And the problems don’t end there. After completing the boss battle, you then have three missions to complete before a second and final boss battle. This is basically a more convoluted version of the first boss battle, and as such leaves you with a) a horrible feeling of deja vu and b) the knowledge that you’re going to have to follow an even more convoluted sequence this time around.
This isn’t good, but the really bad news is that the missions in between are a real mixed bag. The best feature Nights just doing what he/she/it does best – flying. The okay ones feature Nights performing some dull task -gathering bubbles or saving little critters, but at least they’re over fairly quickly. The worst feature the kids in the most tiresome platforming levels imaginable, where only the thought of having to repeat them should the time limit expire will spur you on to victory. I’m really hoping that one section in a mirror-maze will be the most depressing bit of game I play this year, because I honestly don’t think I could play through anything more glum and soul destroying.
So on one level Journey of Dreams shows a worrying lack of imagination and general game design finesse. On another, it just seems hopelessly patchy. The difficulty level veers all over the place; one level you’ll crack in two minutes on your first attempt, another you could be stuck on for half an hour or more. Graphically, too, it’s inconsistent. Some of the worlds show the sort of strong colour and rich imagination that used to be a Sega hallmark, but there are times when you’ll stand aghast at the drab textures, ropey models and poorly rendered scenes that Sonic Team has shuffled out there on the screen for all to see. From the team that bought us Sonic and the Secret Rings and on a machine that can produce Super Mario Galaxy and Metroid Prime: Corruption, this simply isn’t good enough.

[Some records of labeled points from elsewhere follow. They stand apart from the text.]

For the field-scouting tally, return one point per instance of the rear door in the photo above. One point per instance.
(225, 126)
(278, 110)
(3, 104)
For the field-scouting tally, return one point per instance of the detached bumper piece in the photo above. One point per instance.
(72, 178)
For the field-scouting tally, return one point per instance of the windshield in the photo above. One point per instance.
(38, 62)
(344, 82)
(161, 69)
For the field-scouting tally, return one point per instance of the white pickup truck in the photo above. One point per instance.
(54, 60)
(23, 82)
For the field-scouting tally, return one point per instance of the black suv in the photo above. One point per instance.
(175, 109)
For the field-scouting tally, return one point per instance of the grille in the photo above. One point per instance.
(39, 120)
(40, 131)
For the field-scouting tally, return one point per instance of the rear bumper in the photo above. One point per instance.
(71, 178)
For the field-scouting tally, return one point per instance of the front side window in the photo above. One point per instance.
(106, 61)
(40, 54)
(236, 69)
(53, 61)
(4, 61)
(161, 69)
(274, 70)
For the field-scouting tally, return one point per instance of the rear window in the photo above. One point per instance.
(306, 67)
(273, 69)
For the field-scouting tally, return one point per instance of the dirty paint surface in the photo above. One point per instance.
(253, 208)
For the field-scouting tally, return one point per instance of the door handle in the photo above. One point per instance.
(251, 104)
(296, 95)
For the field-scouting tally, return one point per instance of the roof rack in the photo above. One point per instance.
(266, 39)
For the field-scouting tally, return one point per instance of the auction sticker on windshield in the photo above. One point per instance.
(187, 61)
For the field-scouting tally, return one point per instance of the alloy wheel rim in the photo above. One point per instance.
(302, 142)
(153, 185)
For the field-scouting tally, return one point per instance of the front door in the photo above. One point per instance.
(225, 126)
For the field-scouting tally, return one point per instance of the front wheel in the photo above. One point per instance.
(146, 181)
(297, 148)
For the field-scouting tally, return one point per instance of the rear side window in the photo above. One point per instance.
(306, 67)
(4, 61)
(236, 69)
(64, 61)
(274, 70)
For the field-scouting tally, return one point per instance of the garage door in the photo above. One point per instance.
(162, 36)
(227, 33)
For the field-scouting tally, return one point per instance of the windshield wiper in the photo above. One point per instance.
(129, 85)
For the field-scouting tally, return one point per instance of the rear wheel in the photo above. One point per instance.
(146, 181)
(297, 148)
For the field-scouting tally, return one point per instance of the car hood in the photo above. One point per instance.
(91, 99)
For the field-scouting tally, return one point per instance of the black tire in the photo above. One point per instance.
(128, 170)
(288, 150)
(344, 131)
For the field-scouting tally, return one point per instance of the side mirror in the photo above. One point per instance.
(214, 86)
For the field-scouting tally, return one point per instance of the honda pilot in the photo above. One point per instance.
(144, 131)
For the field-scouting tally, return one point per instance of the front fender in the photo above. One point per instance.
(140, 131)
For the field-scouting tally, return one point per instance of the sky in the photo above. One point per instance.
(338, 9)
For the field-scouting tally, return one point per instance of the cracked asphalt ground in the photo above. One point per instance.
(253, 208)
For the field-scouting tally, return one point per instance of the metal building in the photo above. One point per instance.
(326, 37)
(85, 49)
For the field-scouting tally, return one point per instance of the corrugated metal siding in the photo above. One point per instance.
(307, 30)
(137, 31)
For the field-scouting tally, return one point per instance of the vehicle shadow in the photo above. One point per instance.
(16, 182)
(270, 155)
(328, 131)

I wanted to like this game, but even the little artificial life side-games and half-baked multiplayer mode can’t bring me round. I bought the original on Japanese import before release, and Nights is one of the few good memories I have of Sega’s whole Saturn era. But the simple fact is that Journey of Dreams is a game I’ve had to push myself to play more of when my only real impulse has been to give up. It’s one thing not to be innovative, but to release a game that’s flawed, frustrating and surprisingly lacking in polish is something else. In the end, I wish Sega had just left Nights alone – and what could be sadder for a fan after eleven plus years than that?
A long-awaited sequel that’s guaranteed to disappoint the adult fans. However, even kids will get annoyed at the many flaws and frustrations found within. Avoid.